The grim warning follows worse-than-expected GDP figures last week, which showed the British economy had shrunk by 0.7 per cent in the last quarter.
After the growth figures were released, Mr Cable raised eyebrows in the Treasury by declaring that he would "probably" make a good Chancellor – but distanced himself from his Lib Dem ally, Lord Oakeshott, who called for Mr Osborne to be replaced.
Mr Balls says today: "I would love there to be a new national consensus on the right way forward, and I would love the Lib Dems to want to be part of that. I would like to be part of that too, because I think that's what the country needs and deserves.
"As the IMF said last week, the long-term impact on the underlying strength of the British economy will be more young people unemployed and businesses investing in other parts of world. All of those things add up to an economy which ends up permanently weaker, not just temporarily weaker."
Mr Balls also claimed that Ed Miliband is doing better than Tony Blair and Margaret Thatcher did as opposition leaders because he is setting the agenda. The Shadow Chancellor told The IoS: "Ed has been able, on the economy, on phone hacking, to set an agenda in opposition. Tony Blair and Margaret Thatcher did not manage to set the agenda in 1994/5 or 1976/7 in the way Ed has done in the past year."
In his interview, Mr Balls, who is married to Shadow Home Secretary Yvette Cooper, admits he is undergoing a "mid-life crisis" and reveals he has passed his Grade 1 piano exam.

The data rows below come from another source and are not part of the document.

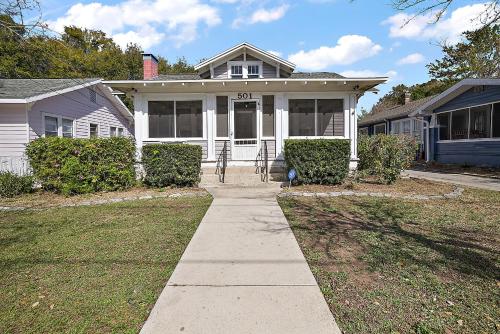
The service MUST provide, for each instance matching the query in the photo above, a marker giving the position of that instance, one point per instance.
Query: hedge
(385, 156)
(319, 161)
(77, 166)
(13, 185)
(171, 164)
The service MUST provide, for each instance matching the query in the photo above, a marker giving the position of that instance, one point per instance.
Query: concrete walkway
(243, 272)
(465, 180)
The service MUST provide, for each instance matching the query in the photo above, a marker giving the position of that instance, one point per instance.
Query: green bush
(320, 161)
(171, 164)
(385, 156)
(13, 185)
(77, 166)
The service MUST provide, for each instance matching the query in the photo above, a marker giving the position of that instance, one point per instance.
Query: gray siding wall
(13, 130)
(475, 153)
(472, 97)
(77, 105)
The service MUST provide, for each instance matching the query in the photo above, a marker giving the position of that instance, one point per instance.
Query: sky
(352, 38)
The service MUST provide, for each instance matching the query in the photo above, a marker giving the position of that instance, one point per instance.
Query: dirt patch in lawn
(402, 266)
(405, 186)
(44, 199)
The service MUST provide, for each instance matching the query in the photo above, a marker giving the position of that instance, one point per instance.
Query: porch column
(211, 105)
(279, 136)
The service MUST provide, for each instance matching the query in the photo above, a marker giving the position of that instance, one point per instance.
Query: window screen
(268, 116)
(301, 117)
(189, 119)
(161, 119)
(221, 116)
(480, 122)
(460, 124)
(443, 121)
(51, 126)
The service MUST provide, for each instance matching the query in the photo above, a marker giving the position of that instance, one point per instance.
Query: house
(242, 99)
(397, 120)
(33, 108)
(464, 123)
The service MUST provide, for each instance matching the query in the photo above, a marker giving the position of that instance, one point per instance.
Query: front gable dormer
(245, 61)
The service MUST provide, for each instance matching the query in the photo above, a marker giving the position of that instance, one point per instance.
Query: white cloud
(448, 28)
(413, 58)
(369, 73)
(349, 49)
(276, 53)
(262, 16)
(145, 22)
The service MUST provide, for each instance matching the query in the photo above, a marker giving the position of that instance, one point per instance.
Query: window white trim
(59, 123)
(244, 65)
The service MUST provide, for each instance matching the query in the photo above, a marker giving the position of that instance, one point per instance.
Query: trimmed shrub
(14, 185)
(78, 166)
(320, 161)
(171, 164)
(385, 156)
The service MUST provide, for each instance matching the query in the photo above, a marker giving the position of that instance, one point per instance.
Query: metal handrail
(222, 163)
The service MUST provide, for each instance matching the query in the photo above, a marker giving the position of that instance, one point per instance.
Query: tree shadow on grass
(394, 237)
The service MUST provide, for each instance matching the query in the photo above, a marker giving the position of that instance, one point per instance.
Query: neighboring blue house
(464, 123)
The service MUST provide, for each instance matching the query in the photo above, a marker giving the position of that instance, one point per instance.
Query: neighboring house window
(51, 126)
(67, 128)
(221, 116)
(94, 130)
(268, 116)
(236, 71)
(309, 117)
(92, 95)
(443, 121)
(175, 119)
(253, 71)
(379, 129)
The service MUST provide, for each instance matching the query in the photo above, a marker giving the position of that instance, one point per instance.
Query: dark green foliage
(78, 166)
(13, 185)
(171, 164)
(385, 156)
(318, 161)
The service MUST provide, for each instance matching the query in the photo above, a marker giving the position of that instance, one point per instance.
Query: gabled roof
(32, 90)
(244, 47)
(452, 92)
(394, 112)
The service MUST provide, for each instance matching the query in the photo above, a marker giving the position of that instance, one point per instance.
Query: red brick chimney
(150, 65)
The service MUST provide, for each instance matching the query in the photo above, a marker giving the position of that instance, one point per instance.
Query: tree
(437, 8)
(476, 57)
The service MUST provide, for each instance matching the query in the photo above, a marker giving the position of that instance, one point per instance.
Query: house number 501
(243, 96)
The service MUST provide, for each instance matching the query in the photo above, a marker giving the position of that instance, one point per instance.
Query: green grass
(394, 266)
(91, 269)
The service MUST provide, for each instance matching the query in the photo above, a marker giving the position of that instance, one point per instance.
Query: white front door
(245, 139)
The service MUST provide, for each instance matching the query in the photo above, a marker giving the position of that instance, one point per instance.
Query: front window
(94, 130)
(51, 126)
(175, 119)
(237, 71)
(459, 124)
(67, 128)
(253, 71)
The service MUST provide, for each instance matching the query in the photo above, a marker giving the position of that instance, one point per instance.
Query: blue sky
(360, 38)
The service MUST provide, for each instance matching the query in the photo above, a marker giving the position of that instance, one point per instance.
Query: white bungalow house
(243, 97)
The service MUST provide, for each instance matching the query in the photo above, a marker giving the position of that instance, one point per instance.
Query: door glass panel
(245, 120)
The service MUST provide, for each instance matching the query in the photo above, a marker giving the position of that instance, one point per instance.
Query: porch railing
(222, 163)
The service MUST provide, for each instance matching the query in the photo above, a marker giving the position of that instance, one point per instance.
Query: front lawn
(91, 269)
(402, 266)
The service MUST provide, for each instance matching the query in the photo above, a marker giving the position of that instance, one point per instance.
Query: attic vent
(92, 96)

Yesterday there was better news for the Chancellor when the ratings agency Standard and Poor's confirmed Britain's triple-A status.
Mr Osborne said the verdict from Standard & Poor's showed the "world has confidence" in the coalition's economic policies – a comment immediately described by Labour as "complacent".
The IoS has learnt Mr Cable was furious that Lord Oakeshott had called for what he called the "work experience" Chancellor to be fired and replaced by the Business Secretary. When officials broke the news, Mr Cable exclaimed: "Oh God" and immediately phoned his friend to tell him it "wasn't helpful him doing this".
A senior Lib Dem source said: "Vince really didn't know about it. He was quite pissed off. The myth has built up that they are thick as thieves and are utterly in cahoots. A lot of the time it isn't true. They have known each other for a long time but there are things they disagree on. This is one."